There’s been a lot of political rhetoric surrounding these tax cuts—that I think turns out to be wrong on both sides—as well as plenty of skewed perceptions.
Let’s look at the reality.
First, the big question: Did most people see a tax cut?
According to the independent Tax Policy Center, 65% of Americans got a tax cut under the 2017 law. Only 6% paid more.
And the more money you make, the more likely you got a tax cut. For those who make more than $100,000, the percent who saw a tax cut jumps to 89.5%.
For my own experience, I can attest to that. My taxable income went up in 2018 (credit where credit is due: OK, my wife’s income went up in 2018—she got a raise; I actually made less), but my tax went down.
However, most people don’t think they got a tax cut.
Again, according to a survey by the independent Tax Policy Center, only 40% of Americans think they got a tax cut.
So why the skewed perception?
Part of it is that for many middle class families, the cut was fairly modest—$780.
Another reason is that the tax cuts actually lowered the withholdings from workers’ paychecks, which put more money in people’s pockets—but spread out over biweekly paychecks, it wasn’t very noticeable.
This why a lot of people are seeing smaller refunds than normal. And that doesn’t feel like much of a tax cut.
Real Critique of the Tax Cut
I think it’s important to be honest about the reality of policy. So let’s be honest—the tax cut was actually a tax cut for most Americans.
But let’s also be honest about the impact of that tax cut.
- More money in your pocket: For most Americans, yes, they ended up keeping more of their money. That certainly helps.
- Increased the deficit: The tax cuts added billions to the federal deficit, though Republicans argued the tax cuts would pay for themselves by stimulating the economy. There’s little evidence of that so far. It’s frustrating that politicians talk about the deficit to get elected or bash their opponents, but do nothing about it.
- Little economic stimulation: Much like the ‘trickle down economics’ of the 1980s, the idea behind this tax plan is that corporations will reinvest, workers will get raises, and we’ll see an economic boom.

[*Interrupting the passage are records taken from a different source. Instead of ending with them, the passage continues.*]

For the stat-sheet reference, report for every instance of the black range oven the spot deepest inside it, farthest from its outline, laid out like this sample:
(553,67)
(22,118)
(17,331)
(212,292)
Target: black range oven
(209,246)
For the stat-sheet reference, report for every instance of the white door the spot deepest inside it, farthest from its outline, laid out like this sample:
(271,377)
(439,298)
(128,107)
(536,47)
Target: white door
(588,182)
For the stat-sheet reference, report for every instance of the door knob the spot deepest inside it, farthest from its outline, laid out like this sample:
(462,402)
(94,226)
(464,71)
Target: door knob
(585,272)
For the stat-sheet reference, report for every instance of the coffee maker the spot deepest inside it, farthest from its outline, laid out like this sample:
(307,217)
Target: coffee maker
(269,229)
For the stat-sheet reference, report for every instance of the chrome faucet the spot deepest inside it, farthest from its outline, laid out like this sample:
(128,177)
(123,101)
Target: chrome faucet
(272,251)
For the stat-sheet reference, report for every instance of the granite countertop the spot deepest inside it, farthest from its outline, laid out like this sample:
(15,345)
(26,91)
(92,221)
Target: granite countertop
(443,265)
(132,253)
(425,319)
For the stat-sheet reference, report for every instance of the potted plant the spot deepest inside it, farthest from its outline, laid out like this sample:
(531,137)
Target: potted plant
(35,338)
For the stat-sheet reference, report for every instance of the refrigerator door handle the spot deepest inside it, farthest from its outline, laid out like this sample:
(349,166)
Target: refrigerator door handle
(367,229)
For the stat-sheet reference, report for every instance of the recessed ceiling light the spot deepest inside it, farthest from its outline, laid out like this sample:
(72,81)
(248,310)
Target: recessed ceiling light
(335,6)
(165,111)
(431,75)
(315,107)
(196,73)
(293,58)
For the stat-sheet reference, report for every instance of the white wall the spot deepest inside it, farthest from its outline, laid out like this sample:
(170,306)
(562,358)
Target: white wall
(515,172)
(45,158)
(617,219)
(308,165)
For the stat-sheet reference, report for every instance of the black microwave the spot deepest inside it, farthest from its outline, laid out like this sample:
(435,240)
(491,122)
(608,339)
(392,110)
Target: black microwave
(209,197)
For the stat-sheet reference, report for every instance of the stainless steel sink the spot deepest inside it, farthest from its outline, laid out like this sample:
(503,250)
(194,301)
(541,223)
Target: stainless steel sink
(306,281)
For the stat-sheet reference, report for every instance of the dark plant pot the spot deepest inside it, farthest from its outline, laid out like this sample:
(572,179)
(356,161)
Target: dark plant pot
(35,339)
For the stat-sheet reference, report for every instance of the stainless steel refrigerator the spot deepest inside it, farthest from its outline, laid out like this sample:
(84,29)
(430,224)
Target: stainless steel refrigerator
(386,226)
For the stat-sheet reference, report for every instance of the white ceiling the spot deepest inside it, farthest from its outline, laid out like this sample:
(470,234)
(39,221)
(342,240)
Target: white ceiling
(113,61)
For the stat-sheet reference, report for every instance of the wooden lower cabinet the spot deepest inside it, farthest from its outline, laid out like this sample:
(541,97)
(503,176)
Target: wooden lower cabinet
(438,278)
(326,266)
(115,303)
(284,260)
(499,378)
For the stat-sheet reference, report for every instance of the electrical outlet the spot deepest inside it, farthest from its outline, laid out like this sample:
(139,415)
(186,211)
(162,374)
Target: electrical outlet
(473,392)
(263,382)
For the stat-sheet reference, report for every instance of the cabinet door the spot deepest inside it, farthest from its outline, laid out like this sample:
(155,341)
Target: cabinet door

Instead, we’re mostly seeing payouts to stockholders.
- Temporary gains: The timing of the tax law is also confusing. While 65% of Americans did get a tax cut, those cuts will expire in 2026. Temporary tax cuts feel like a political game. I wish politicians—of either party—wouldn’t do that.
- Helping the wealthy: Democrats also argue that these cuts primarily benefited wealthier Americans. That’s certainly true. The top 20% get more than 60% of the savings. Also, corporations benefited from a big tax cut, but their cuts are permanent. That’s a benefit that will primarily help the wealthy as well.
- Not simpler: Remember when Republicans promised to make taxes simpler? So simple they’d fit on a postcard? Yeah, not so much. They actually do fit on a postcard, but only because they redesigned the form 1040 so the bottom half of the page is blank. It’s close to postcard size, but you can’t file your taxes on a postcard. The even eliminated the old 1040 EZ form, which actually did simplify things.
So yes, taxes went down.
But it hasn’t achieved what Republicans promised it would.
I’m not really trying to debate tax policy here. I’m trying to make some of the underlying issues more clear. Sometimes I think the debate would be easier if we could be honest about the realities.